Gleanings From The Harvest
Galveston County's Link Between Surplus Food and Hungry People
How would you feel if you only had enough food to eat once a day? Or if you didn't know where your next meal was coming from?
How well would you do on your job if you hadn't eaten for two days?
How well could your children learn if they went to school day after day on an empty stomach?
That's the plight of many people in Galveston County. Hunger is a major problem here. Parents are desperate to get enough food for their children. Older people, many homebound, don't have enough money to buy nourishing food. The working poor are sometimes too proud to ask for public assistance or are making just a bit too much, but not enough, to make ends meet. And what about the single mom who can't qualify for benefits for another week? When you're hungry now, a promise of help later on doesn't fill your stomach.

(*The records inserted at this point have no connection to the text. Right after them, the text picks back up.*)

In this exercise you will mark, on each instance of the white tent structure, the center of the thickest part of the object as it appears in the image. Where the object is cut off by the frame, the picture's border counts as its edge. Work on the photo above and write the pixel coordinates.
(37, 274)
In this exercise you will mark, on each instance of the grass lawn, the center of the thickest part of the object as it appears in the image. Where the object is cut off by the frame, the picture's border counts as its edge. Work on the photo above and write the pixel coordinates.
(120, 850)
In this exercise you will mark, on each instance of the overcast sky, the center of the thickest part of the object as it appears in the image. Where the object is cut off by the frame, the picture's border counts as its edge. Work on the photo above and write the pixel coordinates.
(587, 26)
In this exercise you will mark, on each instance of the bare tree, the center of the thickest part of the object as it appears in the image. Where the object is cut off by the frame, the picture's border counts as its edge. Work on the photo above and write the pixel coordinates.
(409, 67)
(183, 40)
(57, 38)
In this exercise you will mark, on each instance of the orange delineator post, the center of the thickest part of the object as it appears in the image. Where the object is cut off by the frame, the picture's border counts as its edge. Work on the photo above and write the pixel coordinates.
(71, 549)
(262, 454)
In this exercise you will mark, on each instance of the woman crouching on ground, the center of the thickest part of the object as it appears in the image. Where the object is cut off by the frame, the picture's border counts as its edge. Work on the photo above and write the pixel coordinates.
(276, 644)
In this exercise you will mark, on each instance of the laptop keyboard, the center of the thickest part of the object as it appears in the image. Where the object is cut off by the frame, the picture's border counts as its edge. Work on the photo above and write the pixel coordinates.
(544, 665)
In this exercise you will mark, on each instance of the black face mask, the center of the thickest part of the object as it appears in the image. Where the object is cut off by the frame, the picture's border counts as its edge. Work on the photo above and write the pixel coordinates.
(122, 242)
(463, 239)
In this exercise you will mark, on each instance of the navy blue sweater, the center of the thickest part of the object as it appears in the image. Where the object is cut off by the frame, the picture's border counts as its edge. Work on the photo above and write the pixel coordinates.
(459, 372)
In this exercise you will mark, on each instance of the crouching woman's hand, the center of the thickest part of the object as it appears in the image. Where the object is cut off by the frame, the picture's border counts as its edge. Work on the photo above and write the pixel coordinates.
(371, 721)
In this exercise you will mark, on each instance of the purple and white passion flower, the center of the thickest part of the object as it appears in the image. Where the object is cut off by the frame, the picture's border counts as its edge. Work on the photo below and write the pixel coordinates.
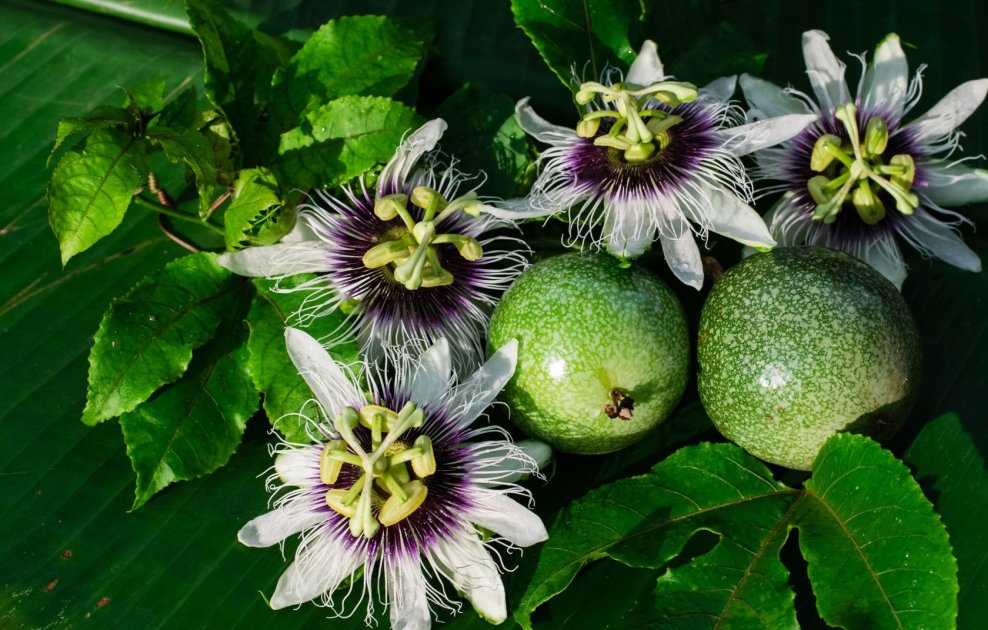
(651, 159)
(399, 494)
(860, 178)
(413, 261)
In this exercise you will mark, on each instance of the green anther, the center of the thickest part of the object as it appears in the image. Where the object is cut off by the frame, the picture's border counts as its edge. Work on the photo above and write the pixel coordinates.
(388, 207)
(825, 150)
(818, 187)
(639, 152)
(330, 464)
(876, 136)
(869, 207)
(425, 464)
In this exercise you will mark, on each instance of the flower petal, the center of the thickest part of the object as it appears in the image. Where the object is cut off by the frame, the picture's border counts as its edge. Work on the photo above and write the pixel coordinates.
(407, 154)
(275, 526)
(721, 89)
(952, 110)
(472, 571)
(769, 99)
(508, 518)
(319, 566)
(826, 72)
(273, 261)
(324, 376)
(727, 215)
(886, 80)
(477, 393)
(930, 235)
(432, 374)
(752, 137)
(646, 68)
(683, 257)
(407, 594)
(953, 184)
(298, 466)
(538, 127)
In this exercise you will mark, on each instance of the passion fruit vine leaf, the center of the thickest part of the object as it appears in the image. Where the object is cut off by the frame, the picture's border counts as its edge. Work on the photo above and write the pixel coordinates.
(147, 336)
(878, 555)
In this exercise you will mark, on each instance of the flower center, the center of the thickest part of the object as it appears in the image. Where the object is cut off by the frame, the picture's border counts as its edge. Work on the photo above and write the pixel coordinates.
(385, 482)
(409, 254)
(636, 132)
(852, 169)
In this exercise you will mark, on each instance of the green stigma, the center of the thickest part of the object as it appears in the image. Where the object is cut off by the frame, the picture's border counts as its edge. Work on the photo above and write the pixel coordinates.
(856, 171)
(409, 253)
(637, 133)
(391, 474)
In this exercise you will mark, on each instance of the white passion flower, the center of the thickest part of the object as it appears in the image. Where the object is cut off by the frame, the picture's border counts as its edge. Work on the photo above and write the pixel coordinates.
(651, 159)
(399, 494)
(412, 261)
(861, 178)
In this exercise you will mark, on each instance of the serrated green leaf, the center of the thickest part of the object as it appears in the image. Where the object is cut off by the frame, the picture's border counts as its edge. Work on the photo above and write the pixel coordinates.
(194, 150)
(342, 139)
(191, 427)
(103, 117)
(484, 135)
(285, 392)
(365, 55)
(147, 336)
(571, 33)
(878, 555)
(91, 189)
(258, 214)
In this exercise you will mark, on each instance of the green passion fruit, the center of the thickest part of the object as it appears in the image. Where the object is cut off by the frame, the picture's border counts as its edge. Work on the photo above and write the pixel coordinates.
(799, 343)
(603, 352)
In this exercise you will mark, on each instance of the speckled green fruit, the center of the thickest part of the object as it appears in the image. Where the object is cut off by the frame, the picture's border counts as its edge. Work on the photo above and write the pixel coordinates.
(588, 329)
(799, 343)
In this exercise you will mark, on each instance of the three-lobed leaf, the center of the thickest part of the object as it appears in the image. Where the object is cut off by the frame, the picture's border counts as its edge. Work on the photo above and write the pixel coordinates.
(91, 189)
(343, 139)
(878, 555)
(147, 336)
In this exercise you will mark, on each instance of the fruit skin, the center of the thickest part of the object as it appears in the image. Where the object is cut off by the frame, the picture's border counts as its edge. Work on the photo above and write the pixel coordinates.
(799, 343)
(585, 326)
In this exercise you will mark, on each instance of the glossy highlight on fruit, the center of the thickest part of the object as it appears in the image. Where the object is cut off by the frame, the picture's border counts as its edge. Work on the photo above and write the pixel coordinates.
(603, 352)
(799, 343)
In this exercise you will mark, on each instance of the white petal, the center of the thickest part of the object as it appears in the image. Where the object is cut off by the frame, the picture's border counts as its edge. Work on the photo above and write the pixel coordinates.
(480, 390)
(509, 519)
(298, 466)
(940, 240)
(721, 89)
(769, 99)
(683, 257)
(538, 127)
(887, 261)
(332, 387)
(432, 374)
(646, 69)
(474, 574)
(272, 261)
(277, 525)
(954, 184)
(886, 81)
(752, 137)
(825, 71)
(627, 231)
(407, 595)
(408, 153)
(320, 566)
(952, 110)
(733, 218)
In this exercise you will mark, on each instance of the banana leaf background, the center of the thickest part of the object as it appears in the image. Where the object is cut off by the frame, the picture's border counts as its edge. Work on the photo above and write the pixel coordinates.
(70, 552)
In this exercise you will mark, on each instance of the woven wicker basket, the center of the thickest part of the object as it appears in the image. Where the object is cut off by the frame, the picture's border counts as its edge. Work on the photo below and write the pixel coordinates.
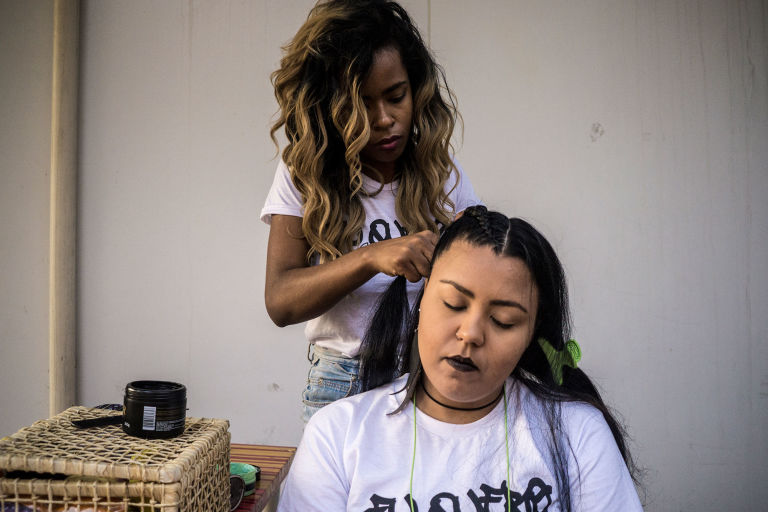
(103, 469)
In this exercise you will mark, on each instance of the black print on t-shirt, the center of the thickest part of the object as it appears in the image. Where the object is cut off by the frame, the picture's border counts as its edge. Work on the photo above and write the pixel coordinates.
(537, 497)
(379, 230)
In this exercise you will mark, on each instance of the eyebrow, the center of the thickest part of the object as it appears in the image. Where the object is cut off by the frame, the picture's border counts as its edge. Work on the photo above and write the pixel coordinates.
(496, 302)
(392, 87)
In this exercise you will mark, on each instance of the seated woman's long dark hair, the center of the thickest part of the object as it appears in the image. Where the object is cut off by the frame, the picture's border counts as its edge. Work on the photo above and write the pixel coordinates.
(389, 348)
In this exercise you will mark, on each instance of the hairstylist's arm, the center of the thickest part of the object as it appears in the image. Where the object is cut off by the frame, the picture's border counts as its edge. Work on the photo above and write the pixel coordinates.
(296, 292)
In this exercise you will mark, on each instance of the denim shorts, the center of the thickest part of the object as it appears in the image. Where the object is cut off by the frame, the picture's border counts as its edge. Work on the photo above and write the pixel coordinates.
(331, 376)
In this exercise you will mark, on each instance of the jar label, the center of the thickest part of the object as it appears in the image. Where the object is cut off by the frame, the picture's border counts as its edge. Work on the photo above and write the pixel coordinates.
(148, 421)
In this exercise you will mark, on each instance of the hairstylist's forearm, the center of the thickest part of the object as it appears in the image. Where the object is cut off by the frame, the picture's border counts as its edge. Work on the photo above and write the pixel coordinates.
(296, 292)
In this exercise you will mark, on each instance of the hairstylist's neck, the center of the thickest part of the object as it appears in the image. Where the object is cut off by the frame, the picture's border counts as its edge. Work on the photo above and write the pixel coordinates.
(383, 172)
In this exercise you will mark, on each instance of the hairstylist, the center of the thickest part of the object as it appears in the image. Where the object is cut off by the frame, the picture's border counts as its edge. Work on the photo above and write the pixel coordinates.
(364, 184)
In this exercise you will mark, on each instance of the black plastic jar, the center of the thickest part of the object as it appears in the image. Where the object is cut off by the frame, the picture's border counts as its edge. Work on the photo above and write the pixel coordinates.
(155, 409)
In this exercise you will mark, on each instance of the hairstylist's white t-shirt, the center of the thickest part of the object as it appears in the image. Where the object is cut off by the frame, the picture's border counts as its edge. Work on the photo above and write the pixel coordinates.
(342, 327)
(354, 456)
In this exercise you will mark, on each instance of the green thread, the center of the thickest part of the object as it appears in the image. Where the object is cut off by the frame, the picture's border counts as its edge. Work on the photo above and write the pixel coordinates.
(506, 443)
(570, 355)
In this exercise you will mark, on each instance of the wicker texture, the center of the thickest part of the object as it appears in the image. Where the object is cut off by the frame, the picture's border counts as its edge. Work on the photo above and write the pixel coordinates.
(104, 469)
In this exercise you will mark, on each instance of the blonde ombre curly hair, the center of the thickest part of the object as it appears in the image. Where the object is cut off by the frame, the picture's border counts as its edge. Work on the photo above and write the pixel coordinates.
(321, 109)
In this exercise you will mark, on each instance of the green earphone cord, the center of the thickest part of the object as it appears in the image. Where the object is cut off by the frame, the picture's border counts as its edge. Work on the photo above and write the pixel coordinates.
(506, 443)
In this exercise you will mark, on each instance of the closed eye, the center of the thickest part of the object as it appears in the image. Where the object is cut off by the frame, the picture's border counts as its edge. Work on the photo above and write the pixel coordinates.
(452, 307)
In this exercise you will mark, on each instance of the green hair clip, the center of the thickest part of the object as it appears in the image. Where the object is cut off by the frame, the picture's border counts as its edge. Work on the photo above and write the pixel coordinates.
(569, 356)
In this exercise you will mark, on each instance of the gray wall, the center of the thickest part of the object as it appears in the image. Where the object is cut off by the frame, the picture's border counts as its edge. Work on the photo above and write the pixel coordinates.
(633, 134)
(26, 57)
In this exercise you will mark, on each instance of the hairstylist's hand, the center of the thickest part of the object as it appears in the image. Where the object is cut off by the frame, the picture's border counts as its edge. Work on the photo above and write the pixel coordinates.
(407, 256)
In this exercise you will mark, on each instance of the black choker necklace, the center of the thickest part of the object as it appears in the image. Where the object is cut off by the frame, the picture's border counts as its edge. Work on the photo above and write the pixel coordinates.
(438, 402)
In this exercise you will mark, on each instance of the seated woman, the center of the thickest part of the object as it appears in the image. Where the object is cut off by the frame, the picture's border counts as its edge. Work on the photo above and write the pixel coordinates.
(480, 421)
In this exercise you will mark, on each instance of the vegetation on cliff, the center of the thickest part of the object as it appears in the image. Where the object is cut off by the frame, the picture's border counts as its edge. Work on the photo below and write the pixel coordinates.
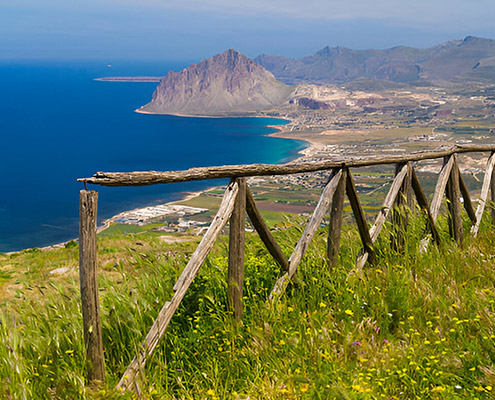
(413, 326)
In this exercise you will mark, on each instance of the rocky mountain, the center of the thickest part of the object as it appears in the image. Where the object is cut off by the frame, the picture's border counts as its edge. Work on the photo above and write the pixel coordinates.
(228, 83)
(468, 59)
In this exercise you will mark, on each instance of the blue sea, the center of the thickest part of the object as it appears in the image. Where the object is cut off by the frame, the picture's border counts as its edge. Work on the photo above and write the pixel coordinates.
(58, 124)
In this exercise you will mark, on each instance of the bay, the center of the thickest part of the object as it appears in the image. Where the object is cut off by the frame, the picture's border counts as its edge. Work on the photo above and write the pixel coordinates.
(57, 124)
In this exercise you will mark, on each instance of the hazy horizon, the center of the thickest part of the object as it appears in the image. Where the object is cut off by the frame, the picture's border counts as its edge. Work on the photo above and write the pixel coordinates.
(190, 30)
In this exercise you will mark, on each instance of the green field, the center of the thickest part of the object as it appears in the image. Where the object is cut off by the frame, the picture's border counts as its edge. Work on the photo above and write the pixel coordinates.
(413, 326)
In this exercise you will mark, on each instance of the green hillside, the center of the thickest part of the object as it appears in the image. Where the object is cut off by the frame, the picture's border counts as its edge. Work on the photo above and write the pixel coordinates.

Where can these people turn?
They could go to church pantries, social service agencies and faith-based charities. But there is never enough food at these distribution centers to meet the needs of all who are desperately in need.
Solving the problem of hunger in Galveston County is not just a matter of getting more food to the needy. It's a matter of getting more food to the organizations that serve the needy.
Small church pantries do a remarkable job of supplying food to those in need. But they can't receive and hold a truckload of milk when it becomes available. Organizations that feed people hot meals can't store fresh and frozen surplus food just because it becomes available. And many agencies don't have the funds to buy discounted food from the Houston Food Bank and similar sources.
The solution is the Galveston County Food Bank, an interfaith community-based organization established solely to receive surplus food from restaurants, grocery stores, institutions that prepare meals, corporations that manufacture food products, food brokers and shippers.
Gleanings stores and re-distributes this food to its members, a network of organizations that have identified and can rapidly deliver this food to the hungry of Galveston County. In this way, a variety of nutritious food items can be made consistently available all year-round to those who feed the needy.